Lorsqu’on lui a demandé s’il licencierait M. Sajjan, qui est le seul ministre de la Défense du Canada depuis l’arrivée au pouvoir des libéraux en octobre 2015, M. Trudeau a répondu: «Il continue d’avoir ma confiance qu’il est la bonne personne pour le poste.»

Les trois partis ont appelé séparément à la démission de M. Sajjan.

M. Sajjan fait l’objet de vives critiques depuis que l’ancien ombudsman militaire Gary Walbourne a révélé il y a plusieurs mois qu’il avait signalé pour la première fois au ministre en mars 2018 une allégation d’inconduite sexuelle impliquant le chef de la défense de l’époque, Jonathan Vance.

M. Sajjan et le gouvernement libéral ont déclaré que toutes les procédures appropriées avaient été suivies, et M. Trudeau a fait valoir que le ministre était déterminé à diriger le changement qui, selon beaucoup, est nécessaire pour remédier aux diverses lacunes dans la culture de l’armée.

Mais les conservateurs et certains experts disent qu’il aurait fallu en faire plus à l’égard de l’allégation soulevée par M. Walbourne, qui, selon Global News, concerne un courriel obscène que M. Vance aurait envoyé à une subalterne en 2012, avant qu’il ne devienne chef de la défense.

M. Vance a nié tout acte répréhensible.

Certains ont également tenu le ministre pour responsable de l’échec de l’armée à traiter le problème plus large de l’inconduite sexuelle dans les rangs.

La motion conservatrice critiquait également M. Sajjan pour sa gestion de l’affaire judiciaire impliquant le vice-amiral Mark Norman et l’accusait d’avoir induit les Canadiens en erreur au sujet de la décision des libéraux de retirer les avions de chasse d’Irak et de ses propres états de service.

Des documents obtenus par les conservateurs en 2017 suggéraient que les responsables irakiens étaient mécontents du retrait par le Canada des CF-18 de la guerre contre Daech. Cela semblait contredire les assurances de M. Sajjan selon lesquelles la décision avait été bien reçue.

M. Sajjan a également été contraint de s’excuser la même année auprès d’anciens combattants canadiens après avoir affirmé lors d’un voyage en Inde avoir été l’«architecte» de la plus grande bataille du Canada en Afghanistan, l’opération Medusa, en 2006.

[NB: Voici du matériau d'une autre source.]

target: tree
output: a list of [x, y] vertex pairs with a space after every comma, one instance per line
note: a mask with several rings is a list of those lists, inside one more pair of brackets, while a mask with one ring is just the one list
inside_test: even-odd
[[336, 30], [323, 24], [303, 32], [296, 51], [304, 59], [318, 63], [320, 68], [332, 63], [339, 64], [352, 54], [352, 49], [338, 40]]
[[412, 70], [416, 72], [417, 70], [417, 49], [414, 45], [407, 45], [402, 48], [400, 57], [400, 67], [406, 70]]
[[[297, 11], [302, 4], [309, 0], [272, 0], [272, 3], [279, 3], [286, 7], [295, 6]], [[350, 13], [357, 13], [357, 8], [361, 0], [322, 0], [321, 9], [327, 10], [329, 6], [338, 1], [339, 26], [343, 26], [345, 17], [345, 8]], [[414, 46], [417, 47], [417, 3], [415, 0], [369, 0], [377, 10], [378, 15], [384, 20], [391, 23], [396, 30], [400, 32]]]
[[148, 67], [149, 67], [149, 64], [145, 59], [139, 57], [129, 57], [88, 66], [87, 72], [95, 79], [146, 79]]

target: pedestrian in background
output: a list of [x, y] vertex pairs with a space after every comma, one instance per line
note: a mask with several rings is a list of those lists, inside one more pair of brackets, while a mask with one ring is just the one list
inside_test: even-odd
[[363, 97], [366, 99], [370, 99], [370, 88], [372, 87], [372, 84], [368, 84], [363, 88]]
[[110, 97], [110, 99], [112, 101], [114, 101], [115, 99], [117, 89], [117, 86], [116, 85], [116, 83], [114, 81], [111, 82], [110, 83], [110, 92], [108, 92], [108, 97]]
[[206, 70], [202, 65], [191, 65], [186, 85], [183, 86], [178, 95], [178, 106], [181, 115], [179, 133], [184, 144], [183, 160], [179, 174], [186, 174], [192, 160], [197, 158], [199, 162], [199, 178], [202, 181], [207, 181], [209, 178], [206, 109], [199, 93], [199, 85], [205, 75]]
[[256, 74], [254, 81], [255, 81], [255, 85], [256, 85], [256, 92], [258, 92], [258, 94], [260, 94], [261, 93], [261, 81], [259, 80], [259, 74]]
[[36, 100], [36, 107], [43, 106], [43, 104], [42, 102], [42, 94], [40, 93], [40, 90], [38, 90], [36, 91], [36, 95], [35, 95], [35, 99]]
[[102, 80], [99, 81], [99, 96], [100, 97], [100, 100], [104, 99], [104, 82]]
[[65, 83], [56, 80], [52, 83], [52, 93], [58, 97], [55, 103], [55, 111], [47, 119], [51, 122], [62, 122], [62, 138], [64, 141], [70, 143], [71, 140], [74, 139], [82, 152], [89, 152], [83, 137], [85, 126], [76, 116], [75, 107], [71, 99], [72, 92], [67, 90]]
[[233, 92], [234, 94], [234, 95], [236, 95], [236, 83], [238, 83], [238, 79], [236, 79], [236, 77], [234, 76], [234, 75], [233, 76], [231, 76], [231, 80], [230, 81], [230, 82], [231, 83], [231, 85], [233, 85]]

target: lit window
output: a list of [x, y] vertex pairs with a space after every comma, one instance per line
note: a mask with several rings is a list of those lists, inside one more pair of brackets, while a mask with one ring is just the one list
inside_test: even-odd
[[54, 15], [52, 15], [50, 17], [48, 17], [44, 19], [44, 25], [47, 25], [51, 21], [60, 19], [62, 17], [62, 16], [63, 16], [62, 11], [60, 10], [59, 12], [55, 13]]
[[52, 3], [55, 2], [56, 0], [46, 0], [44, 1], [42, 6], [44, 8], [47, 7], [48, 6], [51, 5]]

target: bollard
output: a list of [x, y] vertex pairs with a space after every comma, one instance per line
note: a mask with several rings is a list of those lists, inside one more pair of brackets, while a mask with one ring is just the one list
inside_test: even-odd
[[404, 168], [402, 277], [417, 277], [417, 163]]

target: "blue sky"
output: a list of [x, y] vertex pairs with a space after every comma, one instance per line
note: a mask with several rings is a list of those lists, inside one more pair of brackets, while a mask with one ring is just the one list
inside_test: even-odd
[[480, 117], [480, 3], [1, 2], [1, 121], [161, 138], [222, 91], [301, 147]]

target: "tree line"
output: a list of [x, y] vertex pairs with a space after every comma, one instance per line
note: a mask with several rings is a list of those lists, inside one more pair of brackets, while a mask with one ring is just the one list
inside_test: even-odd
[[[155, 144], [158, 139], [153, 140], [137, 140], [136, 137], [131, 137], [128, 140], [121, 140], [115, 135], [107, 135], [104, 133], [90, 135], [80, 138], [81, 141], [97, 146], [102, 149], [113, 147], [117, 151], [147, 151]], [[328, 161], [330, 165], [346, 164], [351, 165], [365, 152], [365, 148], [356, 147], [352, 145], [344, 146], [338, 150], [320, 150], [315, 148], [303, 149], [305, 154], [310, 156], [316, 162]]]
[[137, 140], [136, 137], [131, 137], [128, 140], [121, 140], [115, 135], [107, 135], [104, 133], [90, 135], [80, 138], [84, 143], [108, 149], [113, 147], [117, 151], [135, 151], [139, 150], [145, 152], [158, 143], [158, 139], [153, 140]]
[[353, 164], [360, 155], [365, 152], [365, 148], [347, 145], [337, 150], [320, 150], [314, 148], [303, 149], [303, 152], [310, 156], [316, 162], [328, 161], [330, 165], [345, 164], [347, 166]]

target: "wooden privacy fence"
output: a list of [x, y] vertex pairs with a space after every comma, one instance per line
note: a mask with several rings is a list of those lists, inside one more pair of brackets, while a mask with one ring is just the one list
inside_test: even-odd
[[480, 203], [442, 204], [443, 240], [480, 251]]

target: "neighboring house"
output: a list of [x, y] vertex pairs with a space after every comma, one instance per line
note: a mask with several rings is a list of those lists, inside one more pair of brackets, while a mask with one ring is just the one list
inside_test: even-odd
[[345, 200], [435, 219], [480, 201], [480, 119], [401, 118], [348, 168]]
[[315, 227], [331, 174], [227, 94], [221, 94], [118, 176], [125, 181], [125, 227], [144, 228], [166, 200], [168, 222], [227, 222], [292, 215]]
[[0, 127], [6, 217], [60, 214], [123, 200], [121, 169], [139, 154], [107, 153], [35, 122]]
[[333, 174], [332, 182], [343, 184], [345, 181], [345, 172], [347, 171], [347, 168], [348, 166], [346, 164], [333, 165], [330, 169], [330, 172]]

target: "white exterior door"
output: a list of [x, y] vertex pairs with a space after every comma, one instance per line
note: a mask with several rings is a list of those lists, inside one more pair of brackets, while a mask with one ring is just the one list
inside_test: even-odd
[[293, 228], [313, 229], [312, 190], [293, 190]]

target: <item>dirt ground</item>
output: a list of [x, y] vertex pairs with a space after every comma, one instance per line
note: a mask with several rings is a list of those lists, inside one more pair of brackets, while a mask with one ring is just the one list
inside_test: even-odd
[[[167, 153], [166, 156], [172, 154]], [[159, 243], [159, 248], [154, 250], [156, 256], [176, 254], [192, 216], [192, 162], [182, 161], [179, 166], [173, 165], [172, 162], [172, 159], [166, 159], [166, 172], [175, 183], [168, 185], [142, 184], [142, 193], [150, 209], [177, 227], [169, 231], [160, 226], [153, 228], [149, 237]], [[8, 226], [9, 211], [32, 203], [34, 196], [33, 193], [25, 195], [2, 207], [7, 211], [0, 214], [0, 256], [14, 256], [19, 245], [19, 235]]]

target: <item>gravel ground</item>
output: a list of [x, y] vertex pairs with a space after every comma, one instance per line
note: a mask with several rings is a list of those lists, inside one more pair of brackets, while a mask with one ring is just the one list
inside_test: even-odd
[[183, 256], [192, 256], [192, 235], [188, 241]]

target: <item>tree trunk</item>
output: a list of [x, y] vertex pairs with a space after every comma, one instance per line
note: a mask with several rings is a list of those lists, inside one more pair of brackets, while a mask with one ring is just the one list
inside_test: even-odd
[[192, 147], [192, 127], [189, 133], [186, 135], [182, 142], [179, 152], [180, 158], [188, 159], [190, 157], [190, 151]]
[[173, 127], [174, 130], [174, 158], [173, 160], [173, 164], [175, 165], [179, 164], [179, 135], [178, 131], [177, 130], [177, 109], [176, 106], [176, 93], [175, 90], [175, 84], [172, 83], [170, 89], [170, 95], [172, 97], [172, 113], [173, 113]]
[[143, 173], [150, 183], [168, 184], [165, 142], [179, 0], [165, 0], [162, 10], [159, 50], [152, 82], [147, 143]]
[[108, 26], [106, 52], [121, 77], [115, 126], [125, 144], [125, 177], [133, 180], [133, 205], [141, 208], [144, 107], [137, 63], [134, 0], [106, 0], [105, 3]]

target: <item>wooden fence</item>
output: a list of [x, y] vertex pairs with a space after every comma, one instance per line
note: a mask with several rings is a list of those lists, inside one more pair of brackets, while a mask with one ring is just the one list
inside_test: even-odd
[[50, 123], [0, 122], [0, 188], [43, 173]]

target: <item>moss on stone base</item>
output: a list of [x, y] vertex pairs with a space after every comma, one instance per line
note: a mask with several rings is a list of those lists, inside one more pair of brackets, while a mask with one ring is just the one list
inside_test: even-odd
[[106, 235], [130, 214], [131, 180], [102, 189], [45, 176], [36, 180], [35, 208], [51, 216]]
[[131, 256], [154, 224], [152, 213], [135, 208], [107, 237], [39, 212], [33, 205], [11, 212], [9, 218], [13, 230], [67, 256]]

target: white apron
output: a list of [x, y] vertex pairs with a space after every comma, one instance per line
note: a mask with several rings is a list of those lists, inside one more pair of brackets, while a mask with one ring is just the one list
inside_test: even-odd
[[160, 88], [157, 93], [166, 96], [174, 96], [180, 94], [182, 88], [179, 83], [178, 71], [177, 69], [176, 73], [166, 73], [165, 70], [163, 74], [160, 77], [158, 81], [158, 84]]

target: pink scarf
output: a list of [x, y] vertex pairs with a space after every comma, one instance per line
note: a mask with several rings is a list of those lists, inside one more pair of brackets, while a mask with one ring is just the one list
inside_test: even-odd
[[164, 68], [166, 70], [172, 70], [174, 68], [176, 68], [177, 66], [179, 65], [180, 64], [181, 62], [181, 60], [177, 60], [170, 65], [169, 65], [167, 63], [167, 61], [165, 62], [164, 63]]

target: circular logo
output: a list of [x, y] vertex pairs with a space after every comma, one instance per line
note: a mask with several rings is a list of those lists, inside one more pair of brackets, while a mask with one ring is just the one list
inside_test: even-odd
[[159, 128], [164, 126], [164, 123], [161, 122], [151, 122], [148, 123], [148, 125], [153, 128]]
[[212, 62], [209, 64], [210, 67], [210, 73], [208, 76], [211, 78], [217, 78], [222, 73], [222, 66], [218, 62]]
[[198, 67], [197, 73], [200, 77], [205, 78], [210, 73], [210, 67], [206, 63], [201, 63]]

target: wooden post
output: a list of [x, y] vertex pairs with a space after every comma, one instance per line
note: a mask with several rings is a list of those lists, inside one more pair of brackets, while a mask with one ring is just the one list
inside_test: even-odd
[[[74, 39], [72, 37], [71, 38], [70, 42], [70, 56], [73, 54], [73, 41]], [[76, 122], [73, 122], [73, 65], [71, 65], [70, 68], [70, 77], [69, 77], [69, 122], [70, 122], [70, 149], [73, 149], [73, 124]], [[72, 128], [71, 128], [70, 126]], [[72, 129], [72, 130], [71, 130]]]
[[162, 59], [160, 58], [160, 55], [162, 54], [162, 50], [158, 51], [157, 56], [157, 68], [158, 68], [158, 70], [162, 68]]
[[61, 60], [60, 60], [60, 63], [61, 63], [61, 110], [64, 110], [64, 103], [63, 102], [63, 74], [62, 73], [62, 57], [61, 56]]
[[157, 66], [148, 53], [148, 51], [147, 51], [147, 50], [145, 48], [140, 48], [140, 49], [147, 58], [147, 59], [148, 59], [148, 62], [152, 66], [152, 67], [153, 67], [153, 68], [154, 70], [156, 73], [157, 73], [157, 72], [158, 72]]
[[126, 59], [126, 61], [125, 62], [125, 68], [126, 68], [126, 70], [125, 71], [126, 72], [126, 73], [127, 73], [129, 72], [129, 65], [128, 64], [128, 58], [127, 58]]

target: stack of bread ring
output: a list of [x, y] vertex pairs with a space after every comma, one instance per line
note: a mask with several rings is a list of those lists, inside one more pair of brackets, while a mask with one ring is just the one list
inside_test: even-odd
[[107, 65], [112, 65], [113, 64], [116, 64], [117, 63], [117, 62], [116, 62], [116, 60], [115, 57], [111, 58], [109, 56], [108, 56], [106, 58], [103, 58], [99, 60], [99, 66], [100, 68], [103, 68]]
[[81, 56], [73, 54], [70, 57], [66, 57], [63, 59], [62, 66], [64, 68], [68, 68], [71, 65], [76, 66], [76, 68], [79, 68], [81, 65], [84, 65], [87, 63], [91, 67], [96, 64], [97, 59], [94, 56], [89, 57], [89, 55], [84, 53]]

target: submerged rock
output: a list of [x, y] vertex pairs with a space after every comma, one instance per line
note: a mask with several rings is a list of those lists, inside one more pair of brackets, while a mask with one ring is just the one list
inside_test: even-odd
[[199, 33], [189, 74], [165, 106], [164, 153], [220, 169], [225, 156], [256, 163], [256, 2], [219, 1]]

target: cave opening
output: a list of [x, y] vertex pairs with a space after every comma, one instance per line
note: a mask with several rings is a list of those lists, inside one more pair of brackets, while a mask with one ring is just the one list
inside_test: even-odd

Plusieurs vétérans ont exprimé en privé leur colère à l’égard des propos de M. Sajjan. Le ministre n’a pas dit pourquoi il avait exagéré son rôle dans l’opération Medusa, qui a également vu 12 soldats canadiens tués dans ce qui reste l’opération la plus sanglante pour les Forces armées canadiennes depuis la guerre de Corée.

La défense de M. Sajjan par le premier ministre est intervenue peu de temps après que le chef d’état-major par intérim, le lieutenant-général Wayne Eyre, a présidé une cérémonie de passation de commandement assombrie par l’échec de l’armée à lutter contre les inconduites dans les rangs.

«Ce sont des moments difficiles pour les Forces armées canadiennes, des moments où nous faisons face à une menace sérieuse (et) peut-être existentielle non pas de l’extérieur, mais de l’intérieur», a déclaré M. Eyre alors que le vice-amiral Bob Auchterlonie était installé à la tête du Commandement des opérations interarmées du Canada.

«Nous protégeons et promouvons certaines valeurs chez nous et dans le monde, mais il est devenu ultra clair que nous avons souvent échoué à protéger et à promouvoir ces valeurs dans nos propres rangs. Cela a érodé notre crédibilité auprès des Canadiens, la foi dans le leadership et la confiance vitale qui doit exister entre chaque membre des Forces armées canadiennes», a poursuivi M. Eyre.